Вдалеке от резиденции кабаки, между Кагерой и Катонгой, большими реками, впадающими в Ньянцу с запада, обычаи были посвободнее; но чем ближе к столице, тем строже соблюдали баганда свои ритуалы, и даже солдаты царского эскорта, веселые молодые парни, становились все более сдержанными. В поведении селян все заметнее становилась робость, приниженность. При подходе отряда Спика, о котором залихватской дробью возвещали двигавшиеся впереди барабанщики, жители деревень отходили от изгородей и прятались в хижинах, а потом стали вовсе убегать прочь, оставляя на произвол судьбы свои огороды и имущество.

— Почему они бегут от нас? — спрашивал недоумевающий Спик старшего офицера конвоя Маулу.

— Таков обычай, — уклончиво отвечал царский слуга, становившийся по мере приближения к столице все более высокомерным и официальным.

Но Спик продолжал допытываться, и Маула, наконец, дал вразумительный ответ:

— Простолюдинам запрещено поднимать глаза на царского гостя. Тот, кто посмотрит на тебя, рискует поплатиться жизнью.

— Что за вздор! — удивился Спик. — Пускай себе смотрят, меня от этого не убудет…

— Таков указ кабаки, — сухо оборвал его Маула. — В нашей стране не принято перечить воле правителя.

В деревнях, покинутых жителями, бежавшими подальше от греха, все становилось достоянием Маулы и его отряда — козы, домашняя птица, бананы, сладкий картофель, банановое вино, кофе, табак, зерно и прочие припасы, хранившиеся в каждом доме в плетеных сумках, которые висели на стойках, поддерживающих кровлю.

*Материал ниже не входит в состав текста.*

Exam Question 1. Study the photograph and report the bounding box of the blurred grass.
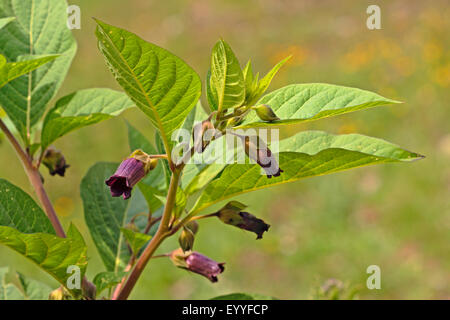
[0,0,449,299]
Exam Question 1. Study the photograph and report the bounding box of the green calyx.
[129,149,159,173]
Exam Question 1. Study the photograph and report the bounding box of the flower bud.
[193,119,215,153]
[252,104,280,122]
[49,286,71,300]
[170,248,225,283]
[242,135,283,178]
[216,201,270,239]
[105,150,157,200]
[179,227,195,252]
[42,147,70,177]
[178,221,198,252]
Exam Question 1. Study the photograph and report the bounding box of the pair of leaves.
[0,224,87,297]
[191,130,423,214]
[0,267,52,300]
[0,179,88,296]
[95,19,202,156]
[0,0,77,142]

Солдаты пользовались этим поневоле щедрым гостеприимством без малейшего стеснения: кто же посмеет подать жалобу на царских слуг? Спик по возможности удерживал людей своего собственного отряда от слишком ретивого подражания воинам Маулы, но решительных мер принимать не смел: в чужой монастырь со своим уставом не суйся…

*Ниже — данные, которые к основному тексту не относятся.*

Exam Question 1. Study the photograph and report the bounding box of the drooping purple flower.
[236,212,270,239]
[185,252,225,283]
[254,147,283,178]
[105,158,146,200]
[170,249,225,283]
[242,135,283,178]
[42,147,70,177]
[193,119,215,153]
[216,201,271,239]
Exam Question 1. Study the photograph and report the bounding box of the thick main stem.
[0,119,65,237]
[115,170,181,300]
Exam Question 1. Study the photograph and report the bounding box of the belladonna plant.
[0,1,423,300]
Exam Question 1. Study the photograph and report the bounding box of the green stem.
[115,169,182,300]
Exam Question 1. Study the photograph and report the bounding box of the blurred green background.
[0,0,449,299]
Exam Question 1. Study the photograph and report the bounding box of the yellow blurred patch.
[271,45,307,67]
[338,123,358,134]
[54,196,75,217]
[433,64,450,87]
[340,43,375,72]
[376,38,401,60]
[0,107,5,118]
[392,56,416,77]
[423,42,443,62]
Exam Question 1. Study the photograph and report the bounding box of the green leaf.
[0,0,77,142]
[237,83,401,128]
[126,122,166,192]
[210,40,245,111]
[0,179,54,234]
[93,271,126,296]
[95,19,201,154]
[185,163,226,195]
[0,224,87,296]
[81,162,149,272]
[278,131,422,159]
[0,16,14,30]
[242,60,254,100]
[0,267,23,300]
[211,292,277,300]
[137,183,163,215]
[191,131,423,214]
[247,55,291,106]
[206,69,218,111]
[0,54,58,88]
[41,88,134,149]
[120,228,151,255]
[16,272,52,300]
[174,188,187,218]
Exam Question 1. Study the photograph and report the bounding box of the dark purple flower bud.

После переправы через широкое, скрытое в густых зарослях тростников и осок, рогоза и папируса устье Катонги, расположенное у самого экватора, путь лежал уже не на север, а на восток. Когда до столицы оставалось каких-нибудь два-три перехода, караван остановился на отдых в Нгамбези, бо гатом и красивом селении. Деревни в Буганде назывались именем основавшего их или завладевшего ими феодала, чье право на землю было даровано или подтверждено указом кабаки; но потом, когда поместье переходило в руки наследников, за ним из уважения к предку могло сохраняться прежнее название…

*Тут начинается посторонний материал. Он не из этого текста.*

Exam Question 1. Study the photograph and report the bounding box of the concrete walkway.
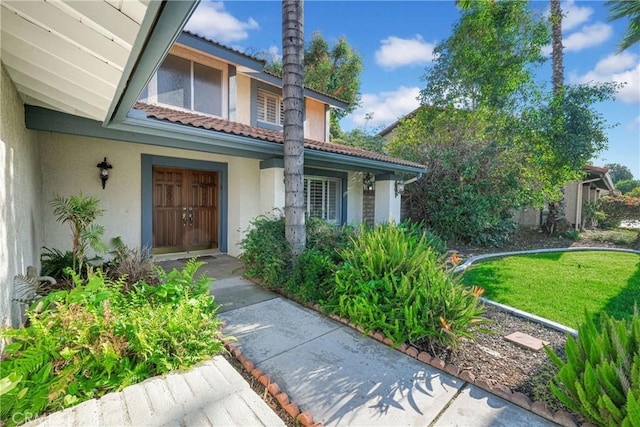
[24,255,558,426]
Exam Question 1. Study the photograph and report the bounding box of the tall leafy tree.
[421,0,549,111]
[304,32,363,138]
[282,0,306,256]
[391,0,617,244]
[605,163,634,183]
[265,32,363,139]
[606,0,640,52]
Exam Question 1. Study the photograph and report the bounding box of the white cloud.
[266,45,281,63]
[571,52,640,104]
[563,22,612,52]
[185,1,259,43]
[561,0,593,31]
[349,86,421,128]
[374,35,436,69]
[626,116,640,131]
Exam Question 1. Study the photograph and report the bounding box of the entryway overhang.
[0,0,198,124]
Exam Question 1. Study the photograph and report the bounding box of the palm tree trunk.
[282,0,306,257]
[543,0,570,234]
[551,0,563,96]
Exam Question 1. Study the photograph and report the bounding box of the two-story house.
[1,1,424,328]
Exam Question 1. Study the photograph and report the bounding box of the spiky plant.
[546,309,640,426]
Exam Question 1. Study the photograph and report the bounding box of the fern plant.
[1,264,224,426]
[546,310,640,426]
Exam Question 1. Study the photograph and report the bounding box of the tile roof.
[134,102,425,169]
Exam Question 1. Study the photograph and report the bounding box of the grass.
[460,251,640,328]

Нгамбези не вышел навстречу Спику — признак того, что он принадлежал к числу высокопоставленной знати, а лишь приказал отвести гостю большую чистую баразу, круглую хижину под конусообразной крышей. Однако как только истекло приличествующее время, Нгамбези сам явился к Спику с визитом. Это был высокий, полный, но подвижный старик с двумя небольшими кустиками курчавых седых волос на бритой голове, которые свидетельствовали о его высоком общественном положении. Вместе с ним пришли его взрослые сыновья и несколько жен. После церемонных приветствий все уселись на землю перед баразой Спика, последний же велел подать себе железный раскладной стул, неизменно вызывавший восхищение всех африканцев. Позади разместилась свита: Бомбей, сержант Барака и переводчик Насиб.

Перейти на страницу:

Все книги серии Путешествия. Приключения. Фантастика

Похожие книги

Тропою испытаний. Смерть меня подождет
Тропою испытаний. Смерть меня подождет

Григорий Анисимович Федосеев (1899–1968) писал о дальневосточных краях, прилегающих к Охотскому морю, с полным знанием дела: он сам много лет работал там в геодезических экспедициях, постепенно заполнявших белые пятна на карте Советского Союза. Среди опасностей и испытаний, которыми богата судьба путешественника-исследователя, особенно ярко проявляются характеры людей. В тайге или заболоченной тундре нельзя работать и жить вполсилы — суровая природа не прощает ошибок и слабостей. Одним из наиболее обаятельных персонажей Федосеева стал Улукиткан («бельчонок» в переводе с эвенкийского) — Семен Григорьевич Трифонов. Старик не раз сопровождал геодезистов в качестве проводника, учил понимать и чувствовать природу, ведь «мать дает жизнь, годы — мудрость». Писатель на страницах своих книг щедро делится этой вековой, выстраданной мудростью северян. В книгу вошли самые известные произведения писателя: «Тропою испытаний», «Смерть меня подождет», «Злой дух Ямбуя» и «Последний костер».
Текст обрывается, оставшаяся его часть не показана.